Curiously, the segment AB is equal to \(\tan\theta\cdot\sec\theta\). For our example this is \(\frac{4}{3}\cdot\frac{5}{3} = \frac{20}{9} \approx 2.222\).

The proof is a simple calculation. Because APB is a right triangle, we have the relationship: \(\text{AB}^2 = \text{AP}^2 + \text{PB}^2\) or \(\text{AB}^2 = \tan^{2}\theta + \tan^{4}\theta = \) \( \tan^{2}\theta(1+\tan^{2}\theta) = \) \( \tan^{2}\theta\cdot\sec^{2}\theta \). Thus, \(\text{AB} = \tan\theta\cdot\sec\theta\).

### The Secant Squared

Lastly, we will construct the secant squared value. The cosecant squared value will be left for the reader.

First, draw a tangent to the circle at point P which crosses the *x*-axis at point A. The segment OA represents the secant value of *θ* as was established earlier.

Next, draw segment AC, where C is a point on the circle at (0, –1). We have OA, the altitude of our right triangle, as the secant value and OC = 1.

Lastly, draw a perpendicular to AC at A. This line crosses the *y*-axis at point B. The segment OB represents the secant squared value we seek.

For our example, \(\sec(53.13^{\circ}) = \frac{5}{3}\). Therefore, \(\sec^{2}(53.13^{\circ}) = \frac{25}{9} \approx 2.778\). This checks with the Geogebra calculation.

In the Figure 6 caption, I posed a question: Do you see the secant squared segment? Figure 6 shows a really easy way to identify the secant squared segment becaues of the identity \(\sec^{2}\theta = 1 + \tan^{2}\theta\). The number “1” that shows up in the identities is clearly the radius of the circle. Figure 8 below shows the other secant squared segment and the tangent squared segment. Secant squared is simply the segment OD because PD is the tangent squared segment.
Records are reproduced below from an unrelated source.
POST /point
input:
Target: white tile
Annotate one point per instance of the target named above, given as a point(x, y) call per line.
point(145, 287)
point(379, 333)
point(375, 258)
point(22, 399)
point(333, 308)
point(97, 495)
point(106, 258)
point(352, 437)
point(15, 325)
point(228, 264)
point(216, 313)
The two segments that represent secant squared are OJ and OD. We can draw a circle through J and D because both points are the radii of the circle with center at O.

The segments EJ and PD are also equal to tangent squared, of course.

### Bonus: Tangent to the Fourth Power

With the right triangle and altitude method, we can find some interesting values. One such value is the tangent to the fourth power. Figure 8 below shows segment PB, which is equal to \(\tan^{4}(49.939^{\circ}) = 2\). Curiously, the angle at which the tangent to the fourth power equals 2 is approximately 49.939° (approximately 0.87161 radians - that’ about \(\frac{\pi}{3.604}\)) and the segment PB is the diameter of the circle.

For angles other than 49.939°, point B will not be on the circle but the segment will cross the center of the circle.

Here are the construction steps for tangent to the fourth power.

First, construction PD which is equal to tangent squared. The steps were shown earlier.

Next, find point E that lies on the tangent at P such that PE = PD by drawing a circle with radius of PD and center at P.

Next, find point F such that PF = 1 by drawing a circle with radius PO and center at P.

Next, connect F and E with a segment.

Lastly, draw a perpendicular to FE at E. The intersection point B is the point we seek.

The triangle FEB is a right triangle with FP = 1 and PE equal to tangenent squared. That gives us \(\text{PB} = \tan^{4}\theta\).

Remember, point B will not be on the circle if the angle is not approximately 49.939° (or to be precise \(\arctan(\sqrt[4]{2})\). That was a special case. Otherwise we will have a scenario like below where point B is inside the circle for 0 < *θ* < 49.939°:

If \(\frac{\pi}{2}\) > *θ* > 49.939°, point B will lie outside the circle.

## Conclusion

These activities were a great way to visulize the basic trigonometric values and to extend them with the squares of the values.